NEW YORK—John Liu’s mayoral campaign treasurer Jia “Jenny” Hou and top fundraiser Pan Xinwu were arrested about a year ago, both on charges of attempted wire fraud, among others. Hou is accused of funneling money to Liu’s campaign by using straw donors—people contribute to a campaign and then get reimbursed by someone else who wants to exceed the campaign donor limits. Hou, Xinwu, and Liu have all been connected to the Chinese Communist Party. Hou and Xinwu’s trial begins next week with choosing a jury.
Now, Liu’s former press secretary, Sharon Lee, who still works for Liu in another capacity, is expected to testify in the upcoming trial about how she told family members and others she would reimburse them if they donated to Liu’s campaign, according to The New York Post. An immunity order is expected to protect her from criminal charges.
Defense lawyers for Hou tried to bar the press from covering the pretrial, saying that the negative publicity could taint the pool of jurors, according to Courthouse News Service. The judge didn’t grant the motion, on grounds of press freedom.
The judge also ruled prosecutors can submit as evidence Google chats between the two charged persons and volunteers. In one chat, according to Courthouse News, a volunteer tells Hou donors left out some information on the donor forms.

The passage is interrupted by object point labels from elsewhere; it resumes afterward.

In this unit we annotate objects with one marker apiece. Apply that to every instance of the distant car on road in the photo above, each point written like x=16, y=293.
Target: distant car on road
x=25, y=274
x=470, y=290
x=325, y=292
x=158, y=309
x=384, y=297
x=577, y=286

“CFB (Campaign Finance Board) auditors look very carefully at the handwriting,” Hou allegedly wrote to the volunteer. “So if you’re doing that, just make sure the handwriting looks as close to the donors as possible. If it [is] too difficult, don’t take risk.”
At least seven staffers have been raising money for Liu ($14,695), according to the New York Daily News. The practice is frowned upon, although legal—the fundraising can’t happen during work hours, and the respective politician (in this case, Liu) can’t ask for staff’s help.
“The fact that there are seven does give an uncomfortable impression of a line that has been blurred,” said Citizens Union Director Dick Dadey, according to the NY Daily News.
The Epoch Times first exposed a myriad of inconsistent fundraising practices, including getting funds from gangs, in 2009.